If X and Y have a joint probability density function \( \text{f}(\text{x},\text{y}) \), then the conditional probability density function of X given that \( \text{Y}=\text{y}\) is defined, for all values of y such that \( \text{f}_\text{y}(\text{y})>0 \), by

$$ \text{g}\left(\text{x}|\text{y}\right)=\frac{\text{f}\left(\text{x},\text{y}\right)}{\text{f}_{\text{Y}}(\text{y})} $$

Similarly, the conditional probability density function of Y given X, \( \text{h}(\text{y}|\text{x}) \), similarly.
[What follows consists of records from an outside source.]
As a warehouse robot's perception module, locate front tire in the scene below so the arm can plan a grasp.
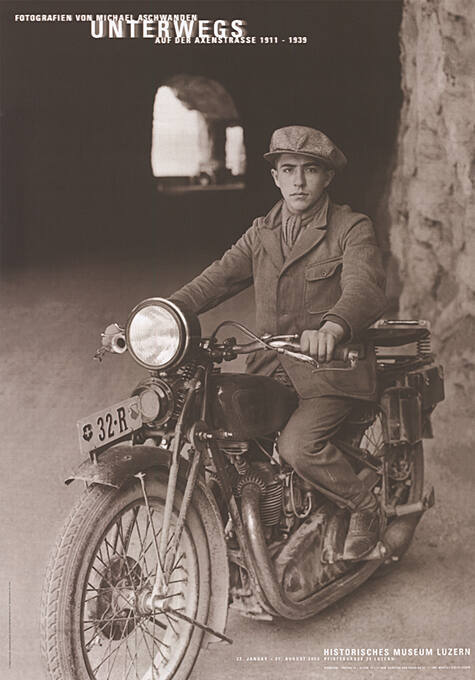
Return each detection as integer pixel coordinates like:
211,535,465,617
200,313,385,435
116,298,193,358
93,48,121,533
42,471,210,680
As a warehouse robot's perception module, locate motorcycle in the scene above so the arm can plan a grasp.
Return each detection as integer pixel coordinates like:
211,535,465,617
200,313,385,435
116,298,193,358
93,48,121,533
42,298,444,680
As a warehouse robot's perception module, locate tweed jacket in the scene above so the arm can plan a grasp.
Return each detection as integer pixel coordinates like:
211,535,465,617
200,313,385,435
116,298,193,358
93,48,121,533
171,201,386,400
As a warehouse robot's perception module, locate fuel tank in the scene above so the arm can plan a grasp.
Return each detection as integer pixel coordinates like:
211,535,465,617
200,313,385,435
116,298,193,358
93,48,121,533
208,373,297,440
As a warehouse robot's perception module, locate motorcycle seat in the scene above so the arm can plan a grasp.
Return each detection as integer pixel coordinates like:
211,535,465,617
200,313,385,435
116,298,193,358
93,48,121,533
361,319,430,347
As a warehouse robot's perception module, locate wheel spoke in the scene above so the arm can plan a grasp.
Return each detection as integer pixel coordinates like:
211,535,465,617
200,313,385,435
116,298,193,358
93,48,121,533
81,488,201,680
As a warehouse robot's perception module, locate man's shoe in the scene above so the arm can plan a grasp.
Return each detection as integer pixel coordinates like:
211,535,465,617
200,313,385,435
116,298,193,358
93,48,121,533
343,508,379,561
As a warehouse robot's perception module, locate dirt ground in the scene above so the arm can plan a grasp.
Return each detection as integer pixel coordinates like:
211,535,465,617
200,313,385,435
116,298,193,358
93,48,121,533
0,255,475,680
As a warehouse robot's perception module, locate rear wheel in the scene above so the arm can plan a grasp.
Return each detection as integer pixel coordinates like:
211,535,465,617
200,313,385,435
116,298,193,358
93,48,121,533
42,473,210,680
359,412,424,572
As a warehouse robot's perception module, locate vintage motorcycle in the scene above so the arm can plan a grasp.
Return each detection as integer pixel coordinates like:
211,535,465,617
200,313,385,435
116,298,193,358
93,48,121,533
42,298,444,680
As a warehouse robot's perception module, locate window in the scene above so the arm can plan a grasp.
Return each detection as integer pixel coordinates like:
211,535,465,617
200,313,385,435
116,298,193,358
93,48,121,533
151,75,246,193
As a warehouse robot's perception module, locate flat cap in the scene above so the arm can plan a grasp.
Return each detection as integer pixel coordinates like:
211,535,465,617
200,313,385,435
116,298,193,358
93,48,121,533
264,125,347,170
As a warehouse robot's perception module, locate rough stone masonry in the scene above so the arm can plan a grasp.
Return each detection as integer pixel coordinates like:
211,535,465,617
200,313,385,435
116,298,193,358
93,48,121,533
389,0,475,415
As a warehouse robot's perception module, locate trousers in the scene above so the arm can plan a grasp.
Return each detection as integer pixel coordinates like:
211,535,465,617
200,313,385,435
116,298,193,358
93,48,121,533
277,388,372,509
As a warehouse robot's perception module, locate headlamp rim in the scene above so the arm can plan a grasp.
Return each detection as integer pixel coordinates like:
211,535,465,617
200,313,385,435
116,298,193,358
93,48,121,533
125,297,192,371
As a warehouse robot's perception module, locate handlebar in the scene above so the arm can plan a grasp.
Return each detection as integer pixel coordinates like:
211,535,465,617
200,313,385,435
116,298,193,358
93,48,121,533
205,329,363,371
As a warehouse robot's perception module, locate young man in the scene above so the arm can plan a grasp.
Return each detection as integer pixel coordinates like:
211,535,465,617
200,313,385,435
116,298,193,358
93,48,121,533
171,125,386,560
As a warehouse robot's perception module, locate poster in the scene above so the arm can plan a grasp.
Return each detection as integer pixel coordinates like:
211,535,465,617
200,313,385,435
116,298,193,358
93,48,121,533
0,0,473,680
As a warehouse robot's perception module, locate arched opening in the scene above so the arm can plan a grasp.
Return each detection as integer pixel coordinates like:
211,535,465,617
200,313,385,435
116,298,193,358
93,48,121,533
151,75,246,193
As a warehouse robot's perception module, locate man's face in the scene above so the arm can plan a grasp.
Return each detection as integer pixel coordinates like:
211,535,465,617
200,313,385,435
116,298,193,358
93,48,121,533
272,153,335,213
Such that;/p>

$$ \text{h}\left(\text{y}|\text{x}\right)=\frac{\text{f}\left(\text{x},\text{y}\right)}{\text{f}_\text{X}\left(\text{x}\right)} $$

Example: Continuous Conditional Functions

The random variables X and Y have a joint density function:

$$ \text{f}\left(\text{x},\text{y}\right)=\frac{1}{20}\left(2\text{x}+5\text{y}\right) \ \ \ 0 < \text{x} < 2,\ 0<\text{y} $$

Find the conditional density function of X given \(\text{Y}=\text{y} \)


We know that:

$$ \text{g}\left(\text{x}|\text{y}\right)=\frac{\text{f}\left(\text{x},\text{y}\right)}{\text{f}_\text{Y}(\text{y})} $$


$$ \begin{align*} \text{f}_\text{Y}\left(\text{y}\right)&=\int_{-\infty}^{\infty}{\text{f}\left(\text{x},\text{y}\right)\text{dx},\ \ \ \ \ \ \ \text{y}\epsilon \text{S}_\text{y}}, \\ &=\int_{\text{x}=0}^{2}{\frac{1}{20}(2\text{x}+5\text{y})\text{dx}} \\ &=\frac{1}{20}\left[\frac{2}{2}\text{x}^2+5\text{xy}\right]_{\text{x}=0}^2 \\ &=\frac{1}{20}(\left[2^2+5\text{y}\times2\right]-{[2}^0+5\text{y}\times0]) \\ &=(4+10\text{y})/20 \\ \therefore \text{f}_\text{Y}\left(\text{y}\right) & =\frac{4+10\text{y}}{20}=\frac{2+5\text{y}}{10} \end{align*} $$


$$ \begin{align*} \text{g}\left(\text{x}|\text{y}\right)&=\frac{\frac{1}{20}\left(2\text{x}+5\text{y}\right)}{\frac{1}{20}\left(4+10\text{y}\right)}=\frac{2\text{x}+5\text{y}}{2(2+5\text{y})} \\ &=\frac{2\text{x}+5\text{y}}{2(2\text{x}+5\text{y})},\ \ 0<\text{x} < 2 \end{align*} $$

The conditional pdf of Y given that \( \text{X}=\text{x} \) is;

$$ \text{h}\left(\text{y}|\text{x}\right)=\frac{\text{f}_{\text{XY}}\left(\text{x},\text{y}\right)}{\text{f}_\text{X}\left(\text{x}\right)},\ \ \ \ \ \text{ provided that } \text{f}_\text{X}\left(\text{x}\right)>0; $$

Learning Outcome

Topic 3.b: Multivariate Random Variables – Determine conditional and marginal probability functions, probability density functions, and cumulative distribution functions.